Horizontal and vertical analysis are two tools commonly used to assess organizational performance. Horizontal analysis helps identify trends over time. Vertical analysis is useful in comparing performance between entities.

Horizontal analysis and vertical analysis are two of the three primary methods used to analyze financial statements. Commonly referred to as trend, or time series, analysis, horizontal analysis compares changes from period to period, expressing each line as a percentage of another line, using comparative financial statements. Horizontal analysis is optimal when comparing previous years' financial results. The change in line items can be expressed in dollars or as a percentage. To express the change as a dollar amount, subtract the amount of the item in the base period from the amount of the item in the current period. To express the change as a percentage, take the dollar amount change and divide it by the amount of the item in the base period. For example, Charlie’s Camper Company had current assets in 2016 of $433,000, and in 2017 they were $525,000. The change in dollar value from one year to the next is $92,000. This change can also be expressed as a percentage by dividing $92,000 by $433,000. The percentage change from 2016 to 2017 is 21%.

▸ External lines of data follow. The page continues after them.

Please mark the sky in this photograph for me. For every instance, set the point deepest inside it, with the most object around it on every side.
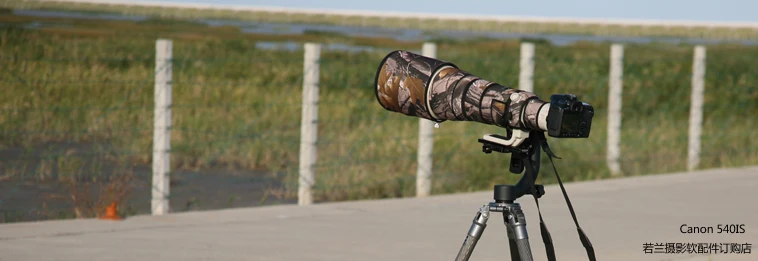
(697, 10)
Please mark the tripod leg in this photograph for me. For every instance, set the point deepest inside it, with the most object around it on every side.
(518, 240)
(474, 233)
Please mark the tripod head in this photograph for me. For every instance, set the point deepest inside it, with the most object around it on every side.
(525, 157)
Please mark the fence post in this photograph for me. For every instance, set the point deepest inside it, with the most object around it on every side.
(696, 108)
(162, 127)
(615, 83)
(309, 123)
(425, 142)
(526, 66)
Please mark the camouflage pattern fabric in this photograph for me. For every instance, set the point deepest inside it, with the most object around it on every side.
(404, 78)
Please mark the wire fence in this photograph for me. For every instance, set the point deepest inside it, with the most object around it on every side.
(77, 122)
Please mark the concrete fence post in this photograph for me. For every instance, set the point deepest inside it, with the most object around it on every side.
(162, 127)
(526, 68)
(309, 124)
(696, 108)
(615, 84)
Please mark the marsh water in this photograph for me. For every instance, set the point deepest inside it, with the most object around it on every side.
(401, 34)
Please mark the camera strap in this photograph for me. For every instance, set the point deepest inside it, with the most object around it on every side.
(546, 238)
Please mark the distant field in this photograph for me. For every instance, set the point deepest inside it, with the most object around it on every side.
(89, 82)
(530, 27)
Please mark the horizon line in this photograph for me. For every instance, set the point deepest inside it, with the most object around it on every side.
(440, 16)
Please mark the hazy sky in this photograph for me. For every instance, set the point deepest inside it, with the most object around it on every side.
(702, 10)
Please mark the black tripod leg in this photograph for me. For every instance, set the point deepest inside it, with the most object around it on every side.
(474, 233)
(518, 240)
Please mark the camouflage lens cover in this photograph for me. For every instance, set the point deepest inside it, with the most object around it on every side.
(436, 90)
(442, 92)
(402, 81)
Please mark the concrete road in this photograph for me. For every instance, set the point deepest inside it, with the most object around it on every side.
(618, 215)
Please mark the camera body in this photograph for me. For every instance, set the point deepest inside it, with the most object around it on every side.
(568, 117)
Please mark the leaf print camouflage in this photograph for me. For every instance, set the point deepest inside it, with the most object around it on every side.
(433, 89)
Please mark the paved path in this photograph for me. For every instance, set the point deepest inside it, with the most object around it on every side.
(618, 215)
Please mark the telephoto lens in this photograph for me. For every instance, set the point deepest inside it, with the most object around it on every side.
(437, 90)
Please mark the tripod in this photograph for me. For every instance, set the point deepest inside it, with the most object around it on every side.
(525, 156)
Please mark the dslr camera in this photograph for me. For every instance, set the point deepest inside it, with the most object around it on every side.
(569, 117)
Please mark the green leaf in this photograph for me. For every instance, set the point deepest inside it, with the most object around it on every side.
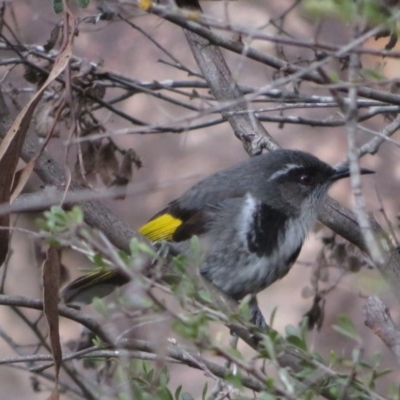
(76, 214)
(58, 6)
(186, 396)
(346, 327)
(296, 341)
(332, 357)
(235, 380)
(178, 392)
(372, 74)
(204, 392)
(82, 3)
(100, 307)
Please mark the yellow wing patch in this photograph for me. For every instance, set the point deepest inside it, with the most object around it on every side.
(160, 228)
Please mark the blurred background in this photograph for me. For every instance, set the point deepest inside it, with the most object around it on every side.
(174, 162)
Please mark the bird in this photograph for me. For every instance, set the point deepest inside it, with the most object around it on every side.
(251, 220)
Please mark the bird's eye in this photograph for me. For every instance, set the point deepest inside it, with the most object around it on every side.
(305, 179)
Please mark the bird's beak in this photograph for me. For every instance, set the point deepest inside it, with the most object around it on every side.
(344, 172)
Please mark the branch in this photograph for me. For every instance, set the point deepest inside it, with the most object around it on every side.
(377, 318)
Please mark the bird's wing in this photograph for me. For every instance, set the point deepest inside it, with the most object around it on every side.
(186, 217)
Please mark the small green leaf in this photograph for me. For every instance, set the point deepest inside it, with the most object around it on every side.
(82, 3)
(178, 392)
(235, 380)
(332, 357)
(58, 6)
(296, 341)
(186, 396)
(204, 392)
(100, 307)
(76, 214)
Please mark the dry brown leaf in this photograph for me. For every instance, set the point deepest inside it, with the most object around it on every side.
(51, 281)
(44, 119)
(107, 164)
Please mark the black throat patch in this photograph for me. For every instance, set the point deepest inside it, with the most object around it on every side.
(264, 230)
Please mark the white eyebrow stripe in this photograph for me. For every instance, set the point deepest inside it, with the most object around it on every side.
(284, 171)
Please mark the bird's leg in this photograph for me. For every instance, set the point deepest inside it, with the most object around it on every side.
(256, 316)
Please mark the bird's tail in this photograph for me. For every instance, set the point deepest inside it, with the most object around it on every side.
(98, 283)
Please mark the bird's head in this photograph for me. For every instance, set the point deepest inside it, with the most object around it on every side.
(300, 179)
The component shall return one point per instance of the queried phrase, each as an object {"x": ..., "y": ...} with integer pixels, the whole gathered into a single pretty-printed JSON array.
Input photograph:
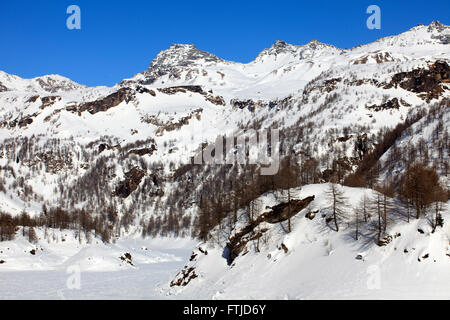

Using a comparative balance sheet aids horizontal analysis to assist in enhanced decision-making. It is optimal when comparing a previous year's financial results.
Vertical analysis is an analysis method that depicts the relationship that exists among each line of a financial statement using a base amount in the same period. Vertical analysis is used to compute percentages, which allows users to evaluate a business entity's performance and provide comparison among competitors. Reporting each line item of the financial statement as a percentage makes it easier to compare previous performance and performance between organizations. Vertical analysis is also known as common-size analysis because relevant comparisons can be made between companies of varying sizes.
To complete vertical analysis, each item on the financial statement is presented as a percentage of a base amount. On the income statement, sales is the base amount. On the balance sheet, total assets is used as the base amount. The statement of cash flows expresses all line items as a percentage of total cash flow. For example, in 2017 Charlie’s Camper Company has current assets of $525,000 and total assets of $1,014,500. To complete vertical analysis and convert current assets to a percentage, divide current assets of $525,000 by total assets of $1,014,500. Current assets represent 52% of the total assets.
Using a vertical analysis aids in an enhanced decision-making process. It depicts the relationship between each line with a base amount. Each item on the statement is presented as a percentage of the base amount.